By contrast, 46% said that numbness in the fingers and toes was worse than they had expected and 38% said cold intolerance was worse.

Dr. Love said that indicated the need for oncologists to "take the time to ask patients if they have been researching their condition or discussing treatments with family, friends, or in chat rooms."

At that point, the oncologist can discuss what the patient has learned and help the patient interpret that information in way that would be relevant to the patient's disease state.

"The study certainly sensitizes us to be careful to devote time and describe the benefits and risk of various treatments to our patients," commented Robert Mayer, M.D., of Harvard Medical School and the Dana-Farber Cancer Institute. Dr. Mayer was not involved in the study.

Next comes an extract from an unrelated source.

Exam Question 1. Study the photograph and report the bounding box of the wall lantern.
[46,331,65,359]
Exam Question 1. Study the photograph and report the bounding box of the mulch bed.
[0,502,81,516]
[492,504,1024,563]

Dr. Love disclosed that he was a consultant or has acted as an adviser to Access, Amgen, Bayer, BioGen IDEC, Bristol-Myers Squibb, Genentech, Genomic Health, ImClone Systems, Merck, Novartis, Pfizer, Response Genetics, Roche, sanofi-aventis, and YM Bioscience; that he owns stock in Genentech; has received honoraria from Bristol-Myers Squibb, Genentech, ImClone, Pfizer, Roche, sanofi-aventis; and research funding from Amgen, Bristol-Myers Squibb, Celmed, Eisai Medical Research, Genentech, ImClone Systems, Novartis, Pfizer, Roche, sanofi-aventis and Taiho.

The Gastrointestinal Cancer Symposium was jointly sponsored by the American Society of Clinical Oncology, the American Society for Therapeutic Radiology and Oncology, the American Gastroenterological Association Institute, and the Society of Surgical Oncology.